At present I write a regular column for Madison Magazine and its website, which is a great platform for the good stories I continue to run across. A recent favorite on the website was one about George Kittle, the San Francisco 49ers tight end. George’s parents lived in Madison on Madison’s near west side. When his mom went into labor with him, they had the misfortune of turning into game day traffic on Monroe St. George ended up with a police escort to the hospital to avoid being born in his parents’ car!

I continue to write books. My most recent one, Stroke Runner, was written with Eric Sarno. Eric was an elite athlete who suffered a hemorrhagic stroke. He received exceptional care here in Madison at UW Hospital. After his recovery, Eric made a real effort to help families and patients who were experiencing similar medical issues. The UW’s turned that into a formalized program in conjunction with other survivors.

I’ve got three bigger projects currently in the works: a book about Dr. Kit Saunders-Nordeen, who was the first UW Women’s Athletics Director and a big player in Title IX efforts; Karl Paul Link, who created the blood thinner warfarin and the 100-year history for the United Way of Dane County.

Over the years, I’ve had the good fortune to write about big stories and small ones too.

I had the chance to meet Lana Peters, Joseph Stalin’s daughter, who defected from the Soviet Union in the 1960s and lived quietly in Richland Center for many years. That generated a lot of press including an interview on Russian television.

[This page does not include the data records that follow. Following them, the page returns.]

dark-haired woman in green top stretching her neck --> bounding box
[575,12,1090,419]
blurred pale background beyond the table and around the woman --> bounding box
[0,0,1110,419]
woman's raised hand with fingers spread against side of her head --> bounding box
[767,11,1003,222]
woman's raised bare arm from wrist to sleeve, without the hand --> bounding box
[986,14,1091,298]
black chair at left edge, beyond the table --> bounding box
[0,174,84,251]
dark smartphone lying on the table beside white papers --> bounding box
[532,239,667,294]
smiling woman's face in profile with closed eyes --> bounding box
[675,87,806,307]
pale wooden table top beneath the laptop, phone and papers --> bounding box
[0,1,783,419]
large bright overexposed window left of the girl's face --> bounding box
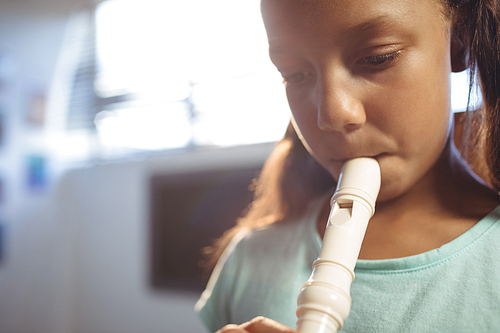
[95,0,290,150]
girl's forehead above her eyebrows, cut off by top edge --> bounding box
[261,0,447,42]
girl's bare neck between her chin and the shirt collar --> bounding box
[318,140,500,259]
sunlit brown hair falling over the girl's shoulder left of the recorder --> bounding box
[204,124,335,269]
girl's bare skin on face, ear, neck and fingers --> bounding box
[221,0,499,333]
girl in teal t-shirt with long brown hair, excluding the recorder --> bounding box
[197,0,500,332]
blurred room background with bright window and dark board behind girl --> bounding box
[0,0,476,333]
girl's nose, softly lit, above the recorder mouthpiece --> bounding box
[317,74,366,134]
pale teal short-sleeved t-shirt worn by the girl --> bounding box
[196,198,500,333]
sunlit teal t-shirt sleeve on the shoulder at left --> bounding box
[195,230,248,332]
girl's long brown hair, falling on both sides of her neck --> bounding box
[206,0,500,268]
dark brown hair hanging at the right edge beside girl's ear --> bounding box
[454,0,500,190]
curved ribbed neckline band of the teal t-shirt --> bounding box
[307,197,500,273]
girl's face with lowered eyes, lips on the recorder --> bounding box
[262,0,451,200]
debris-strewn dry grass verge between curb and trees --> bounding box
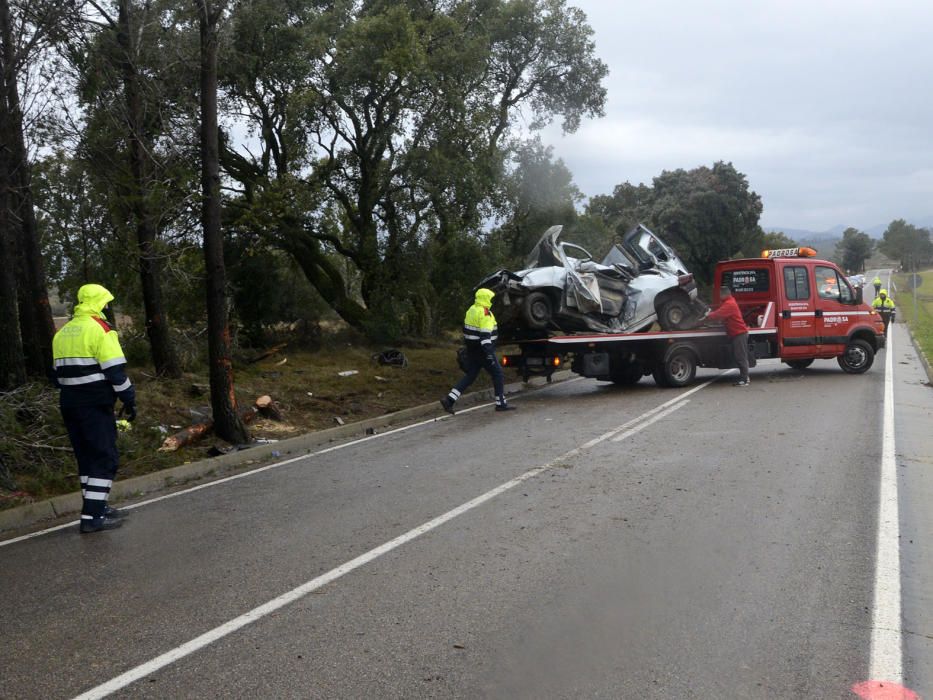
[0,340,502,508]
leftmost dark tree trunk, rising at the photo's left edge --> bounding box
[0,0,55,376]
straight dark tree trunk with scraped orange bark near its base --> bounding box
[195,0,249,443]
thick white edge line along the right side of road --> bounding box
[869,328,903,684]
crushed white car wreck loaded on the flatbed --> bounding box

At the other extreme was fun stuff like my interview with Richard Trentlage, who wrote the Oscar Mayer jingle. Oscar Mayer’s ad agency sponsored a contest. Trentlage was working for a different agency, came up with the jingle and taped his kids—including his daughter who had a cold—singing it. He told me he put his kids through college on the royalties from that song.

My most memorable caffeine is the coffee I’d drink at the Kollege Klub during my years at UW. I lot of people just think of the KK as a bar—they don’t know it’s open for breakfast. But the son’s owner was a friend of mine, so I did.

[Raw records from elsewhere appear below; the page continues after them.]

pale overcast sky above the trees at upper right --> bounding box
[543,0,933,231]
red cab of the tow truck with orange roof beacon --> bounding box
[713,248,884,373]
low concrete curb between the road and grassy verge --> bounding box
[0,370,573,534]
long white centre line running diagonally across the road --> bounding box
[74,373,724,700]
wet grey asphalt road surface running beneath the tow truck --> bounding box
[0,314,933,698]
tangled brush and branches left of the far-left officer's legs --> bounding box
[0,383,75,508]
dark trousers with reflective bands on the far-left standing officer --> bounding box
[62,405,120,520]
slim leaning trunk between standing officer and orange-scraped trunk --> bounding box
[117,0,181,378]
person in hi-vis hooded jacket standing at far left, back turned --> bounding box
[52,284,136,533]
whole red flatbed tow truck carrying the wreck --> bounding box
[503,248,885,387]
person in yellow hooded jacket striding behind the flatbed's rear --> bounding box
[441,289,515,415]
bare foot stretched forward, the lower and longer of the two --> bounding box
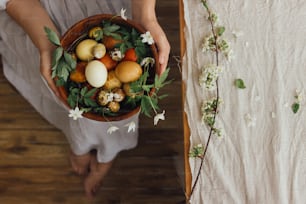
[84,154,113,199]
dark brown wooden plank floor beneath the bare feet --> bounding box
[0,0,185,204]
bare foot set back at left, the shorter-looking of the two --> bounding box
[70,151,91,175]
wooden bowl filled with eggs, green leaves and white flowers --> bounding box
[45,14,170,125]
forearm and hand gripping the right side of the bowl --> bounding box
[132,0,170,75]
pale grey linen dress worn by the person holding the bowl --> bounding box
[0,0,139,162]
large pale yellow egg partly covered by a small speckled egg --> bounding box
[75,39,98,61]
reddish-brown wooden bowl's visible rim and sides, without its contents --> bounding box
[58,14,159,122]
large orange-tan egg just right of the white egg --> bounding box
[115,61,142,83]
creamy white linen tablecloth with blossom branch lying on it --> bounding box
[183,0,306,204]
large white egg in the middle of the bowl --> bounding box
[85,60,107,88]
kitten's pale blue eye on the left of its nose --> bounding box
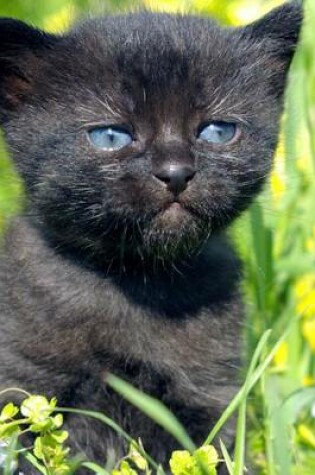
[88,126,133,152]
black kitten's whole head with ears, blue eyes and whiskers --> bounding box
[0,3,302,260]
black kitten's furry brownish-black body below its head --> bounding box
[0,221,240,460]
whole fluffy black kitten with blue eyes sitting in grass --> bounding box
[0,3,302,475]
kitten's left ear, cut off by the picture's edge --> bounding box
[0,18,56,121]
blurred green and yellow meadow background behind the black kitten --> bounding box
[0,0,315,475]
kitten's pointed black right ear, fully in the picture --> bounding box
[243,1,303,94]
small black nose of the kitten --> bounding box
[154,164,196,195]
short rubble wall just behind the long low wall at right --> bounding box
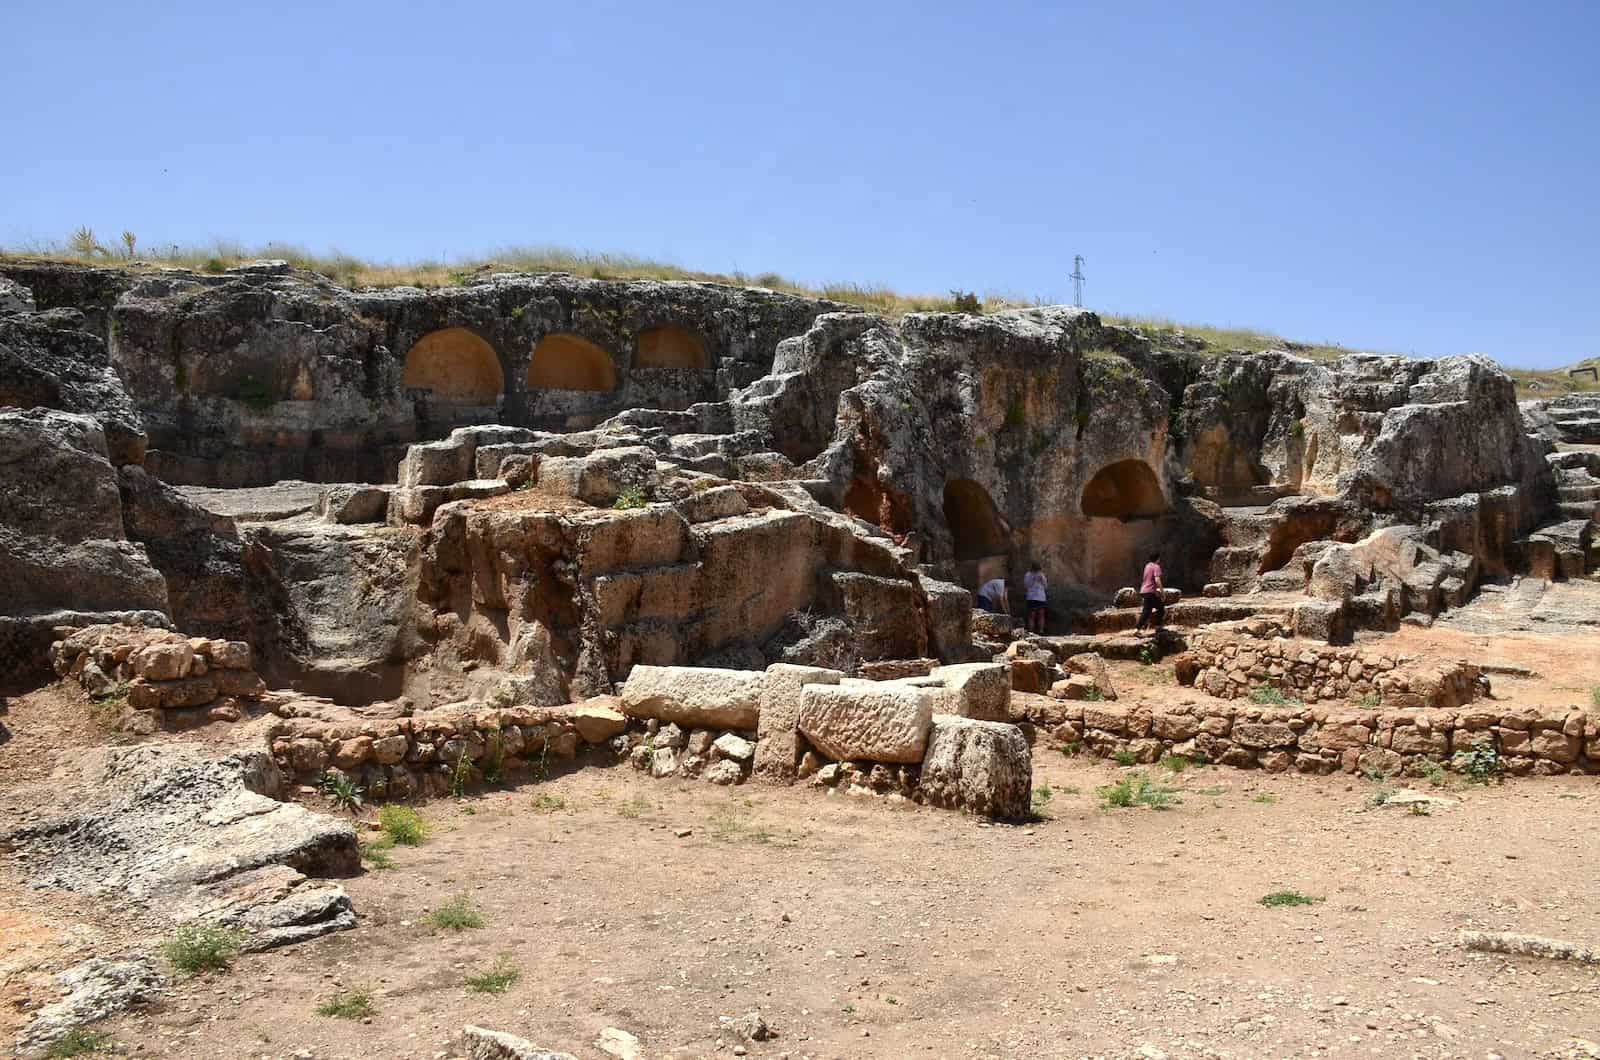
[1174,631,1488,709]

I’d go to Rennebohm’s (drugstore) at State and Lake for the Chicago Tribune and Chicago Sun Times. I’d go sit in one of the big booths at the KK and read my papers. That’s where I really fell in love with newspapers and where I discovered Mike Royko.

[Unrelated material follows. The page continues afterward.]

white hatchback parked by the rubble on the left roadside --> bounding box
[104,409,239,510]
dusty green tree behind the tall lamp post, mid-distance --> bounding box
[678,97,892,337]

He was one of the most celebrated newspaper columnists of the 20th century—great, funny and tough. Chicago to the core. He really turned my head around. I was writing fiction at the time and he made me want to write for newspapers.

There was another columnist, Roger Simon, who wrote for the Sun Times. Royko was #1 and Simon was 1A—they were both that good.

Fast forward 20 years and I’d just starting writing for the Cap Times when Royko died. His brother, Bob, lives in Madison and decided I should write a book on his brother. It was my first real book and quite a thrill to write about my professional hero. A month or two after it came out, it was reviewed in the Chicago Tribune by, you guessed it, Roger Simon.

And that all started with coffee at the KK.

My current caffeine of choice is usually black with a little almond milk.

My favorite place for caffeine is often Café Maya on Odana and Whitney Way. It’s right by my gym and a convenient place to stop afterwards.

The people I’d love to share a cup of caffeine with are my personal hero, Mike Royko, and author Gabriel García Márquez.

Márquez, who’s best known for writing 100 Years of Solitude, saw himself as a journalist—and that’s how he got his start. I admire both of these men so much and would love to have coffee with them.

World problem that could be solved with the right amount of caffeine: Changing the guy who’s in the White House. But the bigger discussion is around finding middle ground, which has largely disappeared.